Article 3-2 Le salarié désigné par la (ou les) organisation(s) syndicale(s) est son mandataire. Les conditions de son mandat sont définies par celle(s)-ci. Il doit l'informer du déroulement des négociations et, avant de signer, obtenir l'accord de celle(s)-ci. L'organisation peut mettre un terme au mandat à tout moment, notamment en cas de manquement du mandataire à ses obligations. Le retrait du mandat par la ou les organisations syndicales fait l'objet d'une information simultanée de l'employeur. Pour que le mandataire puisse remplir correctement son mandat, l'organisation syndicale doit lui fournir les informations et formations appropriées. Article 4 Une commission paritaire de validation est créée au sein de la branche. Article 4-1-Composition Elle est composée de 2 membres par organisation syndicale du personnel signataire du présent accord et d'un nombre au plus égal pour la délégation des employeurs. Article 4-2-Attribution La commission est chargée d'examiner les accords qui lui sont transmis et de contrôler leur validité au regard des textes législatifs et conventionnels. Article 4-3 Sessions La commission siège à la demande des entreprises concernées, dans un délai de 2 mois après réception des textes, afin de permettre une application sans retard des accords d'entreprise qui lui seront soumis. Elle peut demander à entendre les parties concernées. Après délibération, la commission paritaire de validation rend un avis à la majorité des organisations présentes, ses avis défavorables devant être motivés. L'absence de majorité vaut donc avis défavorable.
Article 4-4 -Décisions de la commission Les parties signataires du présent accord collectif de branche conviennent d'examiner, au-delà des textes soumis à son accord, les modalités de validité de ceux-ci. Elles déterminent, dans le cas d'un avis favorable, la durée de l'accord d'entreprise, selon qu'elles considèrent qu'il s'agit de grands principes à durée indéterminée ou des principes nécessairement évolutifs à durée limitée, les parties signataires de l'accord d'entreprise conservant la possibilité de le dénoncer selon les modalités prévues au code du travail. L'accord de la commission de validation a pour conséquence de donner la qualité juridique d'accord collectif d'entreprise au texte ainsi adopté, qui pourra entrer en application dès lors qu'il aura été déposé à la DDTE, accompagné du procès-verbal de délibération de la commission paritaire de validation. En cas de désaccord de la commission de validation, le texte concerné n'a pas qualité d'accord collectif d'entreprise et ne peut en conséquences'appliquer. Article 4-5 - Communication et publicité L'avis de la commission de validation est communiqué aux représentants signataires de l'accord d'entreprise au plus tard dans les 15 jours suivant la décision. Dans les 15 jours suivants, le dépôt est effectué, à l'initiative de la partie la plus diligente de l'entreprise, auprès de la DDTE. Dès réception du récépissé de dépôt de la DDTE, les parties seront autorisées à en effectuer la publicité.
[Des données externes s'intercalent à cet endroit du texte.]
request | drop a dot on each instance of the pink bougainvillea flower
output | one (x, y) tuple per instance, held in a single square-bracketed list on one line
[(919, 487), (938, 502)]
Article 4-6 - Suivi et évaluation Les parties signataires conviennent de réunir une fois par an les membres de la commission de validation afin d'effectuer un suivi et une évaluation, tant des accords d'entreprise soumis à celle-ci que des modalités de fonctionnement de la commission. Elles examinent notamment les accords sur le fond et sur la forme et les modalités d'application dans l'entreprise. Elles peuvent faire appel, le cas échéant, à la commission d'interprétation, conformément à la convention collective nationale des centres de gestion agréés.
Article 5 Le présent accord collectif de branche, applicable à compter du 5 septembre 1997, est conclu, à titre expérimental, pour une durée de trois ans. Un bilan régulier sera effectué par les signataires. Au plus tard, le 5 septembre 2000, les signataires se rencontreront pour déterminer si, et dans quelles conditions, son application peut être renouvelée avec ou sans modifications, la tacite reconduction étant exclue.